API Migration Guide¶
This guide helps you migrate from older versions of quActuary to the current API (v0.2.0+).
Important
Version 0.2.0 introduced several breaking changes to improve API consistency and usability. This guide covers all major changes and provides migration examples.
Distribution Parameter Changes¶
Location Parameter Standardization¶
Change: All distributions now use loc
for location parameters.
# Old API (pre-0.2.0)
lognormal = Lognormal(shape=1.5, location=0.0, scale=1.0) # DEPRECATED
pareto = Pareto(b=2.0, threshold=1000.0, scale=1.0) # DEPRECATED
# New API (0.2.0+)
lognormal = Lognormal(shape=1.5, loc=0.0, scale=1.0) # CORRECT
pareto = Pareto(b=2.0, loc=1000.0, scale=1.0) # CORRECT
Affected Distributions:
Lognormal
:location
→loc
Pareto
:threshold
→loc
All other severity distributions: Already used
loc
Optimization API Changes¶
OptimizationConfig Introduction¶
Change: Individual optimization parameters replaced with OptimizationConfig
class.
# Old API (pre-0.2.0)
result = model.simulate(
n_sims=100000,
use_jit=True, # DEPRECATED
use_parallel=True, # DEPRECATED
n_workers=4, # DEPRECATED
use_qmc=True # DEPRECATED
)
# New API (0.2.0+)
from quactuary.optimization_selector import OptimizationConfig
config = OptimizationConfig(
use_jit=True,
use_parallel=True,
n_workers=4,
use_qmc=True
)
result = model.simulate(
n_sims=100000,
optimization_config=config # CORRECT
)
Auto-Optimization¶
New Feature: Automatic optimization selection based on data size and system resources.
# New in 0.2.0
result = model.simulate(
n_sims=100000,
auto_optimize=True # Let system choose optimal settings
)
Testing Tolerance Changes¶
Stochastic Method Tolerances¶
Change: Recommended tolerances for stochastic tests have been relaxed.

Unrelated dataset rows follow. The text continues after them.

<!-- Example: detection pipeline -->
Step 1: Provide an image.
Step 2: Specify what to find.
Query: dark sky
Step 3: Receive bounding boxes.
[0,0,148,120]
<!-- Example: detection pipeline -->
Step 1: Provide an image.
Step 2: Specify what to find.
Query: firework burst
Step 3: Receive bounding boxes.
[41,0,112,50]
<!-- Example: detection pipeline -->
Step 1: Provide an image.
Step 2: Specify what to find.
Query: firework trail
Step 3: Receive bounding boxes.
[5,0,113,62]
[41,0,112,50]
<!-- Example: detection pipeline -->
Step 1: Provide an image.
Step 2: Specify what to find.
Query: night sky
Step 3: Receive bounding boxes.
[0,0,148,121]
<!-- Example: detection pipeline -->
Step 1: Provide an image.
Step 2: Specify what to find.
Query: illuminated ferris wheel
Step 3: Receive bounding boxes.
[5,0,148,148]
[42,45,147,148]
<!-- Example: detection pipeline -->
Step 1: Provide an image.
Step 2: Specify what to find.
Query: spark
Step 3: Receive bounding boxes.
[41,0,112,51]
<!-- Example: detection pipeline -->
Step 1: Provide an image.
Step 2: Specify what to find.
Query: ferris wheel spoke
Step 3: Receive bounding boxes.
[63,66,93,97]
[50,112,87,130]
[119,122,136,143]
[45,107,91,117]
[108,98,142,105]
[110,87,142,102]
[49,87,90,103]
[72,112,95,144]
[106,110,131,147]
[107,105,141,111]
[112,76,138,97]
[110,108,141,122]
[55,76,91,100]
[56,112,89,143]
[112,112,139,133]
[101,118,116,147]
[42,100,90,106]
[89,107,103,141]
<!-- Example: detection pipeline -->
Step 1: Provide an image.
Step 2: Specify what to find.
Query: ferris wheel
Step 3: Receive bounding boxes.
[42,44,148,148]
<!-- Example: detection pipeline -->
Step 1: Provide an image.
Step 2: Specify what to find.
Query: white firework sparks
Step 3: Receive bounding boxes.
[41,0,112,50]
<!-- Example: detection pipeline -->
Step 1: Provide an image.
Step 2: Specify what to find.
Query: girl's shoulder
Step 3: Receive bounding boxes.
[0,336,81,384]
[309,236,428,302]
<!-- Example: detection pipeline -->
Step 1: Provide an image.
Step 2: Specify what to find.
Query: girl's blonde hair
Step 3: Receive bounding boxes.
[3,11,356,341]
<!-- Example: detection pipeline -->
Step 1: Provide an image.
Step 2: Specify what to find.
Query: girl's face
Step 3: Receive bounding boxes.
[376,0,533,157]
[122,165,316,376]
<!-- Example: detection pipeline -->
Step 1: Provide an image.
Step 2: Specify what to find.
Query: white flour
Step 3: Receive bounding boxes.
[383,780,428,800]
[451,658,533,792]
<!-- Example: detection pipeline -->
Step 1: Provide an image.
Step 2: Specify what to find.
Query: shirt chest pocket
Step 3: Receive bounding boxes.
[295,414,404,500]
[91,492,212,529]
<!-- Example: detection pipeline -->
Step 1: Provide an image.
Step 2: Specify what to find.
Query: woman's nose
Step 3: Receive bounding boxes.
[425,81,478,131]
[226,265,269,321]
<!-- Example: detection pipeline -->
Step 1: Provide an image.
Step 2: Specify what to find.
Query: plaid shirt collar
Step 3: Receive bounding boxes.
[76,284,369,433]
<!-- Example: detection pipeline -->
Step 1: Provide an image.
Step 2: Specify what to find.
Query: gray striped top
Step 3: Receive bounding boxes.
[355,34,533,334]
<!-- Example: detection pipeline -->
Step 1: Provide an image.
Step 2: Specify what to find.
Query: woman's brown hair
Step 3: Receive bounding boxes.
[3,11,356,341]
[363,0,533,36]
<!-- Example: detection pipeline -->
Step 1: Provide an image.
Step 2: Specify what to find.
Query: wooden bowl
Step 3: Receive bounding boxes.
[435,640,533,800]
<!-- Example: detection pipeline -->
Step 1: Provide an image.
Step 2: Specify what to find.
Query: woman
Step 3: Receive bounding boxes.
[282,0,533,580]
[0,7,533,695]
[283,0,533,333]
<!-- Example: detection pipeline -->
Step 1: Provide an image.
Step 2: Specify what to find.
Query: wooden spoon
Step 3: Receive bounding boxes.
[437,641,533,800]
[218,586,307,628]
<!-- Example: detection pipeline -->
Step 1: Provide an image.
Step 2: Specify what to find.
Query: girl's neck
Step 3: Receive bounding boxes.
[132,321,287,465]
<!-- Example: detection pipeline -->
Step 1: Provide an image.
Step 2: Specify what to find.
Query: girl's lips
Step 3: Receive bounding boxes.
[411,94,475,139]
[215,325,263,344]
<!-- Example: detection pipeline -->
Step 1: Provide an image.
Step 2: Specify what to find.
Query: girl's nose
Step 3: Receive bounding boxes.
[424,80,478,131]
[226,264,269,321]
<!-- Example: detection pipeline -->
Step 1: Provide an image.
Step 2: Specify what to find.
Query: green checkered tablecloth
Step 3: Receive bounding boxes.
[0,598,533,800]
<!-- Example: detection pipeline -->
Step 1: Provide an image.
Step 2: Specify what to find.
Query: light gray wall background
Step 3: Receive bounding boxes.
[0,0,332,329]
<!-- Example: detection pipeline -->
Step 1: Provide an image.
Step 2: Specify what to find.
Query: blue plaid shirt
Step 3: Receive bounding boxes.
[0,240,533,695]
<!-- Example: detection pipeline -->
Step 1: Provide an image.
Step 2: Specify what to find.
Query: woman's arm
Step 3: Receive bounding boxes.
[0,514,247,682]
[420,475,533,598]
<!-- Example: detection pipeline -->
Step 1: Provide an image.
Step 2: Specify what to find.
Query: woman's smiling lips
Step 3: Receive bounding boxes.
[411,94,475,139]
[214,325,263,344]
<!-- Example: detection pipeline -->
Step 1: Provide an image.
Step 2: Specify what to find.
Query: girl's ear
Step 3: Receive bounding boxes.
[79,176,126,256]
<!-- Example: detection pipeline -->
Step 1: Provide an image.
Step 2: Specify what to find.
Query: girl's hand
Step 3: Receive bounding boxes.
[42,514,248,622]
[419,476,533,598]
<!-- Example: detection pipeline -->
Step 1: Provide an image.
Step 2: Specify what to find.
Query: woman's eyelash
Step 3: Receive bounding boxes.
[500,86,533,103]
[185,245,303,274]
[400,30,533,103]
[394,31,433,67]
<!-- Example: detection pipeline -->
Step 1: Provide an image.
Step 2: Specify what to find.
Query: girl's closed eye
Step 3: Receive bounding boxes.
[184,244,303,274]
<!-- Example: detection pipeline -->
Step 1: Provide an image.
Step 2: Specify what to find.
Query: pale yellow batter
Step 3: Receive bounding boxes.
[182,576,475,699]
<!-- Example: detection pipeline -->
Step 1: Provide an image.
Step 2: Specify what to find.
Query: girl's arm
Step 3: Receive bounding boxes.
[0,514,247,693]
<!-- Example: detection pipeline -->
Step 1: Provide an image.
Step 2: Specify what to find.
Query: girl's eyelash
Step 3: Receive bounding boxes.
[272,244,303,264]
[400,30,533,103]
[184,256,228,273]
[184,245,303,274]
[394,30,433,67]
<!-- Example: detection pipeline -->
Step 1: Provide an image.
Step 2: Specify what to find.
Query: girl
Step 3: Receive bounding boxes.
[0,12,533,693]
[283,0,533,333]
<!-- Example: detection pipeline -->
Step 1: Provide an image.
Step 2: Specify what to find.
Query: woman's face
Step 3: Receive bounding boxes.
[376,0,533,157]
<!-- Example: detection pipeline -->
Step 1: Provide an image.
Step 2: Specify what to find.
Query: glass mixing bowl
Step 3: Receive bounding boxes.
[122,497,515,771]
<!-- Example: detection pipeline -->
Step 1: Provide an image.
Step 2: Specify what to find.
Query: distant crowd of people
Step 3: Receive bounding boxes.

# Old approach (often failed randomly)
assert result.mean == pytest.approx(expected, rel=0.001) # Too strict
# New approach (stable tests)
assert result.mean == pytest.approx(expected, rel=0.05) # 5% for small samples
assert result.mean == pytest.approx(expected, rel=0.02) # 2% for large samples
Hardware-Dependent Test Handling¶
Change: Use pytest.mark.skip
for tests that depend on specific hardware.
# New approach
@pytest.mark.skip(reason="Requires stable baseline from CI environment")
def test_performance_regression():
# Performance-sensitive test
pass
Complete Migration Examples¶
Example 1: Basic Portfolio Pricing¶
Old Code:
from quactuary.distributions import Poisson, Lognormal
from quactuary.pricing import PricingModel
# Create distributions (old parameter names)
freq = Poisson(5.0) # Positional argument
sev = Lognormal(1.5, 0.0, 1000.0) # Positional arguments
# Run simulation (old optimization API)
model = PricingModel(portfolio)
result = model.simulate(
n_sims=10000,
use_jit=True,
use_parallel=True
)
New Code:
from quactuary.distributions import Poisson, Lognormal
from quactuary.pricing import PricingModel
from quactuary.optimization_selector import OptimizationConfig
# Create distributions (explicit parameter names)
freq = Poisson(mu=5.0)
sev = Lognormal(shape=1.5, loc=0.0, scale=1000.0)
# Run simulation (new optimization API)
model = PricingModel(portfolio)
# Option 1: Manual configuration
config = OptimizationConfig(use_jit=True, use_parallel=True)
result = model.simulate(n_sims=10000, optimization_config=config)
# Option 2: Auto-optimization (recommended)
result = model.simulate(n_sims=10000, auto_optimize=True)
Example 2: Complex Distribution Setup¶
Old Code:
# Mixed parameter styles
pareto = Pareto(2.0, 1000.0, 1.0) # Positional
beta = Beta(a=2, b=3, location=0, scale=1) # Mixed named
uniform = ContinuousUniformSeverity(0, 1000) # Min/max style
New Code:
# Consistent named parameters
pareto = Pareto(b=2.0, loc=1000.0, scale=1.0)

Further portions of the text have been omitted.